Inside macOS Mojave, the upcoming update to Apple’s desktop and laptop operating system, lives a fresh take on the Mac App Store, that nearly-forgotten portal for desktop apps. Apple wants developers and users to enjoy their experience, which prompted the redesign, but there’s a lot more under the hood.
The design will be familiar to those in the Apple ecosystem. It’s akin to the iOS App Store, with proper app landing pages and video previews for apps. Developers can also use an in-app API to elicit reviews and ratings, just like on iOS.
The Mac App Store differentiates itself by including a sidebar for topics better suited to the desktop. Whereas the iOS App Store has ‘apps’ and ‘games,’ the Mac App Store will have four distinct categories: ‘create,’ ‘work,’ ‘play,’ and ‘develop.’ This speaks to Apple’s insistence that the new-look Mac App Store is also powerful, and a proper method for professionals to discover new apps, tools, and services.
To make its point, Apple will launch the new Mac App Store with four unique partners. Microsoft will bring the Office 365 suite, Adobe’s Lightroom CC is on the way, and BBEdit from Bare Bones Software is also arriving this Fall. Panic’s Transmit will make a return to the Mac App Store.
When iOS 12 and macOS Mojave land this Fall, developers will be able to offer free trials for apps, so long as this is clearly communicated to the customer.

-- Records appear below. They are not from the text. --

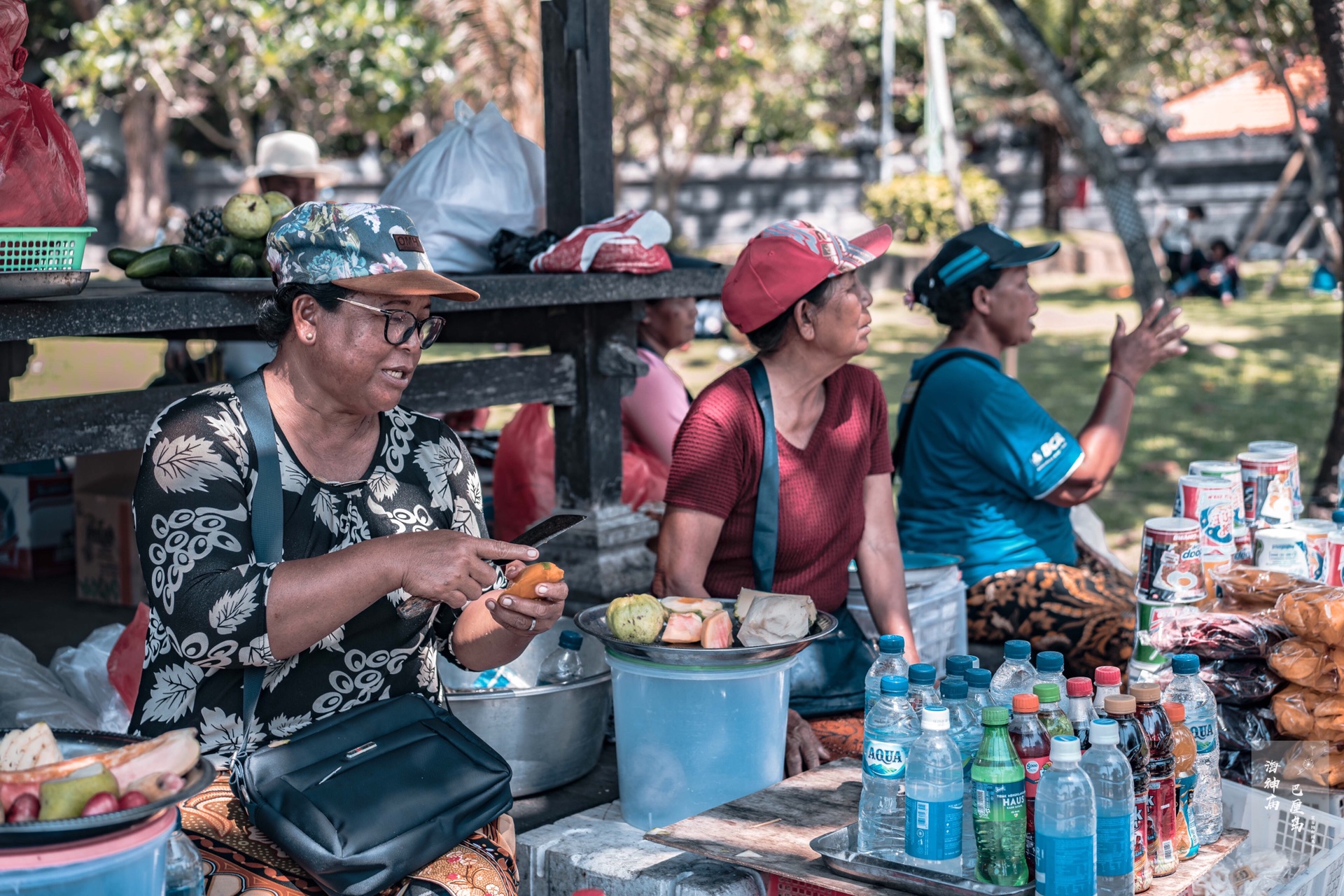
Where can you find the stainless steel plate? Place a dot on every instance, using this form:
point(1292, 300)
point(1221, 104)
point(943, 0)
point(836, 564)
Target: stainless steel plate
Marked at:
point(593, 621)
point(42, 284)
point(81, 743)
point(210, 284)
point(838, 850)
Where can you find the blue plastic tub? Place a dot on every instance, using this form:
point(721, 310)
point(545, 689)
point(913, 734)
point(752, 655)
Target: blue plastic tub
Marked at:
point(128, 862)
point(692, 738)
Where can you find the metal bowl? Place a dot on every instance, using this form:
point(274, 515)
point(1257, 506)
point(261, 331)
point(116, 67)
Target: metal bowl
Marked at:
point(550, 735)
point(593, 621)
point(30, 834)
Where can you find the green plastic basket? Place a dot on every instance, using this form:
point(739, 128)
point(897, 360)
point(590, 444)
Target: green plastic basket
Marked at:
point(42, 248)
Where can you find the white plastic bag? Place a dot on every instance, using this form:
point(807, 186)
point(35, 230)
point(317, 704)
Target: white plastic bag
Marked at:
point(84, 672)
point(467, 184)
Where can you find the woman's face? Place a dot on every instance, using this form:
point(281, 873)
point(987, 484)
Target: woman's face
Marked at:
point(349, 355)
point(670, 321)
point(1009, 307)
point(843, 324)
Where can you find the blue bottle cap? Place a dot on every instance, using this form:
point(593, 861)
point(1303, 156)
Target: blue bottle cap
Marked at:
point(891, 644)
point(953, 690)
point(923, 673)
point(958, 665)
point(894, 687)
point(1186, 664)
point(1050, 662)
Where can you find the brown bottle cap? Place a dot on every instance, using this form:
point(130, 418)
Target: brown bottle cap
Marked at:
point(1147, 692)
point(1120, 704)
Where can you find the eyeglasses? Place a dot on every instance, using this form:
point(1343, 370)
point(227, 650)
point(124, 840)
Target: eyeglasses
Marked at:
point(400, 326)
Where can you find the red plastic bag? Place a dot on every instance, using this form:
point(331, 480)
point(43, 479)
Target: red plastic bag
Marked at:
point(629, 244)
point(42, 182)
point(524, 475)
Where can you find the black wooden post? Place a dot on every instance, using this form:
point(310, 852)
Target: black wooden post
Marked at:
point(606, 556)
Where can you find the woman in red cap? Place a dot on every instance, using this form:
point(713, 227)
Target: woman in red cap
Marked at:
point(787, 514)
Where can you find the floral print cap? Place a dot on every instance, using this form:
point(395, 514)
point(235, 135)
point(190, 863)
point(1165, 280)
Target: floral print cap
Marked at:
point(360, 246)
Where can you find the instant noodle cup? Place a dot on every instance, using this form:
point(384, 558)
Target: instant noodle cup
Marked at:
point(1334, 558)
point(1268, 486)
point(1316, 532)
point(1296, 477)
point(1282, 550)
point(1222, 470)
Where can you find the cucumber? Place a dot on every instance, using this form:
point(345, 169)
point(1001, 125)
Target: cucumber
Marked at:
point(187, 261)
point(242, 265)
point(222, 248)
point(121, 257)
point(156, 262)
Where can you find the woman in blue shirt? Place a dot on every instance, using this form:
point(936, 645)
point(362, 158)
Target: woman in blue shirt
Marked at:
point(988, 475)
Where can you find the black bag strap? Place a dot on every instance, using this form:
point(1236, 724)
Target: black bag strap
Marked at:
point(765, 533)
point(268, 511)
point(905, 418)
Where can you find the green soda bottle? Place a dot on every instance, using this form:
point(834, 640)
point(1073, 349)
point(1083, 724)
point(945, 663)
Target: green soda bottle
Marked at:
point(999, 805)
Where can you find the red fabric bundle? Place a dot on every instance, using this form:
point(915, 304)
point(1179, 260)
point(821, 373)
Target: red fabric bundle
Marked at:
point(42, 182)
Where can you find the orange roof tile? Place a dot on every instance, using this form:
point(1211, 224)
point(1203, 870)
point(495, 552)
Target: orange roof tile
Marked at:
point(1247, 102)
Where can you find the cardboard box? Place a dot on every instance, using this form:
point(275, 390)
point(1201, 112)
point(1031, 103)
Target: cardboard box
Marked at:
point(108, 562)
point(36, 526)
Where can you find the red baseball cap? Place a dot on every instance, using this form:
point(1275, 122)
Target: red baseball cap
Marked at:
point(788, 260)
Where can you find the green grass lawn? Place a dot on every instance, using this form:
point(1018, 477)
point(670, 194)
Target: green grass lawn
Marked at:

There’s also tooling to offer tiered pricing for subscriptions (where the first year may cost $1, and subsequent annual pricing might be $5, for example).
On macOS, more pricing flexibility is critical. Both BBEdit and Transmit were doing fine away from the Mac App Store, and many other apps do well without ever appearing on the Mac App Store. In a blog post, iA noted that its Writer app was being punished by the Mac App Store for being popular, which seems like an algorithmic oddity meant to repudiate the Mac App Store from all the ‘zombie’ apps it’s trying to ditch.
In a survey from MacPaw, macOS developers by and large saw the Mac App Store as something to avoid. Even those selling via the Mac App Store without hedging bets outside of it said they “wouldn’t recommend it unless they kind of hate” the person they were referring to it.
Sandboxing has been a huge hurdle. Apple has long asked that apps distributed in the Mac App Store simply play in their own realm; apps downloaded from the web had to be signed by an Apple developer, lest users get scary pop-ups telling them Apple had no idea who the downloaded app was from.
Jason Snell at Six Colors says this practice is easing. From his post:
Apps are able to ask for permission to creep out of the restrictive “sandbox” and access files more broadly across your Mac’s hard drive. The severe restrictions of the Mac App Store’s security policies were one of the reasons most frequently cited by developers who decided to bail out on the store and just go back to selling apps directly.
For those apps living outside the Mac App Store, Snell writes they can now be “notarized” by being uploaded to an Apple server, which scans them for known malware. This isn’t a review; it’s a half-step for security, and possibly a way for Apple to reach out to more developers and encourage them to make their apps available via the Mac App Store.
Taken in context, what we’re seeing is Apple extending the leash for Mac App Store apps while trying to corral those outside the Mac App Store, broadening its reach and scope. The approach seems to be more apps Apple has qualified as ‘good’ rather than just grabbing for anything that will pass review.
The moves won’t please everyone, but they rarely do. We should keep in mind that Apple’s extended macOS universe will soon open a portal to the iOS sphere, and developers will have the ability to make their apps available to both platforms. The rules have to make sense for both ecosystems.